"Sekali lagi pelayanan yang bersifat katastropik ini adalah esensi yang mendasar dari jaminan kesehatan atau asuransi kesehatan sosial. Kalau pelayanan katastropik ini dikeluarkan seperti isu kemarin, itu bukan lagi asuransi kesehatan sosial," kata Kepala Pusat Pembiayaan dan Jaminan Kesehatan Kementerian Kesehatan Kalsum Komaryani di Jakarta, Selasa.
Menurut Kalsum apabila pembiayaan katastropik dikeluarkan dari jaminan BPJS Kesehatan sama saja dengan asuransi kesehatan komersial.
"Jadi mau bagaimanapun biaya pelayanan katastropik ini harus menjadi `benefit` dari JKN," tegas Kalsum.
Pada akhir November lalu tersiar kabar bahwa BPJS Kesehatan akan menerapkan sistem urun biaya untuk pelayanan penyakit katastropik yang memakan biaya tinggi seperti?penyakit jantung, gagal ginjal, kanker, stroke, sirosis hepatitis, thalassemia, leukimia, dan hemofilia.

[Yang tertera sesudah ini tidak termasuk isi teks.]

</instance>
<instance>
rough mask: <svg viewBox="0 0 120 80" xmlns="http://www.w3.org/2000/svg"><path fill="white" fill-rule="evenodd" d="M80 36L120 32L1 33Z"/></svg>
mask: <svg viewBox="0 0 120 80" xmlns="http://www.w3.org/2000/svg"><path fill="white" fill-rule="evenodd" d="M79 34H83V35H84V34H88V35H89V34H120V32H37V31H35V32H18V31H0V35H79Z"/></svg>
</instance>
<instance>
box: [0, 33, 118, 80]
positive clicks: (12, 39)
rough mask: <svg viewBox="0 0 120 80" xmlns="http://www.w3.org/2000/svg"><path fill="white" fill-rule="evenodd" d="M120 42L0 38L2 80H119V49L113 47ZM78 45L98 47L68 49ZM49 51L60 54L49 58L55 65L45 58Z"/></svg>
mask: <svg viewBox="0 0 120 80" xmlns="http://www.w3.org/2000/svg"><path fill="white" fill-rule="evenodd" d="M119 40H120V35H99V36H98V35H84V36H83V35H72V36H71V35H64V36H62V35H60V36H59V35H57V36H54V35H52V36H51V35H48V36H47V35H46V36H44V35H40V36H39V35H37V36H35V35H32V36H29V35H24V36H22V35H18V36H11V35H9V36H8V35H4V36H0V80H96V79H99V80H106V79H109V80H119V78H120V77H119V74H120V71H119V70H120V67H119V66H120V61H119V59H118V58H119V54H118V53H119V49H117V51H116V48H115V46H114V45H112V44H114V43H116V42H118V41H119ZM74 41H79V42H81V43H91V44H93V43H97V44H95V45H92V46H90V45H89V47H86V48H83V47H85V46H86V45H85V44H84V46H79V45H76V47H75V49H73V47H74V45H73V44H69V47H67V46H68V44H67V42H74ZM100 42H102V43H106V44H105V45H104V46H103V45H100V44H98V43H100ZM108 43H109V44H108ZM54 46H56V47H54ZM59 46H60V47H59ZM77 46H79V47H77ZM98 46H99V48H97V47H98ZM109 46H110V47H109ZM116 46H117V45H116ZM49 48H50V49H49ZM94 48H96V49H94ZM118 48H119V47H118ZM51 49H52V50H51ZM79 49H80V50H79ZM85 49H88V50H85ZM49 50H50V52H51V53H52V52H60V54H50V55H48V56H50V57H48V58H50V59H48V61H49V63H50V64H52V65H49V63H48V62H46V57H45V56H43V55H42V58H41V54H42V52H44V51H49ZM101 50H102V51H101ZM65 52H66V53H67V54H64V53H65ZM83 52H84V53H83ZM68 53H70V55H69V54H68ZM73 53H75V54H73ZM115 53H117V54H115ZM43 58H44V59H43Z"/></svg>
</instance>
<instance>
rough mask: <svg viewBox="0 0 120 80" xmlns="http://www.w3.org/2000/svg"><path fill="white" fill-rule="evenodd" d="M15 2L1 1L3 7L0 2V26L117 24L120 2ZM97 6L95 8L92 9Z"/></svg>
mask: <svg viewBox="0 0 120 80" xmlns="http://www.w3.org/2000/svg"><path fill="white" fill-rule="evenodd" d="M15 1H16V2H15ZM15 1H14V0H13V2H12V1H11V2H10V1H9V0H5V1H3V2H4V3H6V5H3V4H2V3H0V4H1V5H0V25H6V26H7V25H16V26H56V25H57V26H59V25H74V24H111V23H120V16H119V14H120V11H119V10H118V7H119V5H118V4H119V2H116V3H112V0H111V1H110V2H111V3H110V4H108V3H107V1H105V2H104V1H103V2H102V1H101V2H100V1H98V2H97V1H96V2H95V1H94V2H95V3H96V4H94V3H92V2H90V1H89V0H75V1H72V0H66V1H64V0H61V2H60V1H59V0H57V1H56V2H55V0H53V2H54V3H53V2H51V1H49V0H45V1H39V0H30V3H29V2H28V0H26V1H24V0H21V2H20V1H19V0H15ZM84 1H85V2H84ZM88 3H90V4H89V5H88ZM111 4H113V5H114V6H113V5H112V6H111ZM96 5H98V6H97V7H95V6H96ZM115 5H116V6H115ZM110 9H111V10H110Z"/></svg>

Menyoal wacana skema urun biaya tersebut, Kalsum menerangkan bahwa skema tersebut tidak ditujukan pada penyakit katastropik tetapi pada tindakan medis yang berpotensi "moral hazard".
Salah satu contoh tindakan yang dimaksud ialah melaksanakan operasi caesar pada tanggal-tanggal tertentu yang tidak berdasar pada indikasi medis.
"Yang jelas `cost sharing` ini bukan untuk biaya katastropik, amanat dari UU 40 Pasal 22 Ayat (2), ini untuk pelayanan yang berpotensi `moral hazard`," jelas Kalsum.
Kendati demikian dia juga mengungkapkan bahwa penerapan skema urun biaya untuk tindakan yang berpotensi "moral hazard" belum pernah diterapkan sejak berjalannya Program JKN pada 2014 hingga saat ini.
Kalsum menekankan bahwa pemerintah peduli pada pelayanan penyakit katastropik dan akan terus meningkatkan program promotif preventif terhadap jenis penyakit tersebut.